Monday, September 19, 2011

Pizza Swirl Bread = A Delish Treat

I know, I know, this blog is a place to find all things healthy and what we can do in our own homes to make our footprint on this Earth smaller, UNTIL....I found this recipe!  How Sweet It Is is another blog I follow.  She sends out recipes almost daily and the morning I read this one, I couldn't get it out of my head.  So, this last trip to the grocery store included buying cheese, pepperoni and pizza dough!  Healthy, eh?  I must secondly admit that I cheated and did not make the dough from scratch - I bought it!  Shh....don't tell, it will be our secret :)  The final product had me making a HUGE piggy of myself - I was hoping my 6.5 year old wouldn't want seconds...she did, of course because it was THAT good!  I did my best at making it as healthy as it can be by using my Homemade Roasted Marinara Sauce and serving it with a huge green and fruit salad :)  Enjoy!

Pizza Swirl Bread
[adapted from martha]
makes one loaf
4 tablespoons butter
1/3 cup milk
1/4 cup warm water
2 1/4 teaspoons active dry yeast
1 teaspoon sugar
1 large egg
2 1/4 cups all-purpose flour
1/2 teaspoon salt
2 garlic cloves, minced
6 ounces provolone cheese, freshly grated
4 ounces grated Parmesan cheese
20-30 slices pepperoni, or however much you would like
1/3 cup tomato sauce, or more if desired
1 tablespoons Italian seasoning

1. In a small saucepan, combine milk and 2 tablespoons butter over low heat. Heat until bubbles appear on the sides then turn off heat and set aside.

2. Measure out 1/4 cup of warm water and combine it with yeast and sugar. Let sit for 5-10 minutes, until foamy. Optional: while yeast is is dissolving, stick pepperoni in the microwave on a paper towel lined plate for 30-40 seconds to remove a bit of grease. Lightly butter an 81/2 x 4 x 2 loaf pan.

3. Gently whisk the egg with the milk/butter mixture. In the bowl of an electric mixer (using dough hook attachment), combined flour and salt and lightly mix to combine. With the mixer on low speed, add in milk/butter mixture, then yeast mixture. Mix on medium speed until dough comes together, about 5-6 minutes. Remove dough from bowl and lightly flour your workspace, then knead by hand for a minute or two. Add a few more teaspoons of flour if dough is sticky until it becomes smooth.

4. Melt the two tablespoons of butter. Brush one tablespoon all over a bowl, then place dough in bowl and coat with butter.
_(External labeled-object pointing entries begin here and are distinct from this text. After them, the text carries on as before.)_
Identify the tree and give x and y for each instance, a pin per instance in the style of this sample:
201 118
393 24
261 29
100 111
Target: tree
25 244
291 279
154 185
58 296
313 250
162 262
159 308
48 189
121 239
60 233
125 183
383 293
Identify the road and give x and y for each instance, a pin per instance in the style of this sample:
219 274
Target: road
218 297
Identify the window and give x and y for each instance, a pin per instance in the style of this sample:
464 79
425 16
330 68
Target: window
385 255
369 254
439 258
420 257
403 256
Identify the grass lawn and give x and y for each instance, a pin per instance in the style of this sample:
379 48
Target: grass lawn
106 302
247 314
Cover the bowl and set in a warm place to double in size for about one hour.

5. Preheat oven to 350 degrees F.

6. After dough has risen, punch out the air bubbles, flour your workspace again, and roll into an 8 x 12 inch rectangle. Spread tomato sauce on first, then minced garlic, then provolone, then pepperoni, then Parmesan, then Italian seasoning. Starting at one of the short ends, tightly roll dough into a loaf. Place in loaf pan and brush with remaining melted butter, and sprinkle with Parmesan cheese.

7. Bake for 45-50 minutes, or until top is golden brown. Let cool for 30 minutes, then remove from pan.